In any case, I lie in bed listening to the siren and waiting, what happens next. Most of the time, however, I fall asleep again fairly quickly. Sometimes something happens. Sometimes not. And in the morning, I read in the news how many Shaheds have been shot down by air defense. Exactly where is not reported, and so it may be that I can’t hear in my bedroom everything that’s going on. After all, Odesa is a big city, and the Russians’ favorite destinations, some military installations, and the airport, are far from the center. Apart from the harbor downtown. Depending on the flight path of the missiles and drones, the sounds might not reach me.
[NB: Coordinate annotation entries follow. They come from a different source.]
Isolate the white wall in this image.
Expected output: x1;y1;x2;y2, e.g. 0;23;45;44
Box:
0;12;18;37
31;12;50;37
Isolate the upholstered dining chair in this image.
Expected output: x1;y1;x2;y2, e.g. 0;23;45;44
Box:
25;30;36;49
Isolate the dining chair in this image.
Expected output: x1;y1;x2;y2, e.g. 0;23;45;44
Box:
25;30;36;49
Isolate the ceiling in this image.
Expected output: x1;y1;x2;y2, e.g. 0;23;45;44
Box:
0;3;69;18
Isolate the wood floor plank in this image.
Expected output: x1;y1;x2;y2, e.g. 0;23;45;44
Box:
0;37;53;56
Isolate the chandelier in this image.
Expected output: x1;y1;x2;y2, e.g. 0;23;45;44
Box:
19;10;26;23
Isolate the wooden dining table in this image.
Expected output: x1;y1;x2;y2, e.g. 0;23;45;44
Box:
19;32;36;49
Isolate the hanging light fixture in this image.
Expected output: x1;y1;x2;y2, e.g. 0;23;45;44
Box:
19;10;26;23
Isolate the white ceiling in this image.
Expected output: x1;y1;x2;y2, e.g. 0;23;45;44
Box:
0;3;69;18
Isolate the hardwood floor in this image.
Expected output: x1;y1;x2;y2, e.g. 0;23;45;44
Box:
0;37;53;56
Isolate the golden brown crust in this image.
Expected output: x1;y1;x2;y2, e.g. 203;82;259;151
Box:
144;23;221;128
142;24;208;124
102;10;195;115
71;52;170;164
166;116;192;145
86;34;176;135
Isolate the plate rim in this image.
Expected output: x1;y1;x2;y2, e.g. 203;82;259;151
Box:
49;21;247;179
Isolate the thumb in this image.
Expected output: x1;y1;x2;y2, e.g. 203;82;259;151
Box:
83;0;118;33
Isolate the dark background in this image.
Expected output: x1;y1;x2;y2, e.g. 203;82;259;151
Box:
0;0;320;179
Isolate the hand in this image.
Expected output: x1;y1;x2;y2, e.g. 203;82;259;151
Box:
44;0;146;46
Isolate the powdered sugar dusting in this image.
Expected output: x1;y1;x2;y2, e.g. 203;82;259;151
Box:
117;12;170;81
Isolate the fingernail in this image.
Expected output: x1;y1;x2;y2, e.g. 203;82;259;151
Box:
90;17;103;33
Sometimes they do. Once in early June 2023, there is a real air battle taking place over the harbor area of the city center, which I watch from my window, unable to convince myself of the reality of what is happening just a few hundred meters away above my head. Instead, I am strangely mesmerized by the spectacular interplay of light and sound: the beams of the searchlights in the sky, the shrill, metallic commands being yelled from the loudspeakers, the intense vibration of machine-gun fire, accompanied by lines of glow worms that rip lines into the darkness, the ghastly red glow of signal rockets hanging in the air, the ominous bark of cannons, the monotonous whine of drone engines, the rumbling launches of anti-aircraft missiles and the explosions that shake the walls of houses. On the same night, missile debris crashes into a house in Odesa, killing a few people...


This is probably one of the many strange occurrences in the ongoing war, as it is not without its beauty and aesthetics... But this aesthetics is deadly. Indiscriminately and randomly. But what gnaws at the soul and overwhelms above all is what happens during the day: nothing.

So, the anticipation and the nerves - what will happen tonight? When will it happen? How dangerous is it? It robs you of your sleep, which in turn robs you of your day, and makes you want to just escape. Escape where to? To sweet oblivion, of course. Because there’s nothing more pleasant than sitting in the shade of lush southern trees, chatting with friends who are equally growing more apathetic and yet disturbingly nervous about what’s going on, watching the local beauties strolling down the street, and having another beer. And then another. And another. Until 10 o’clock, but sometimes longer, because not all pubs observe the official alcohol curfew very strictly.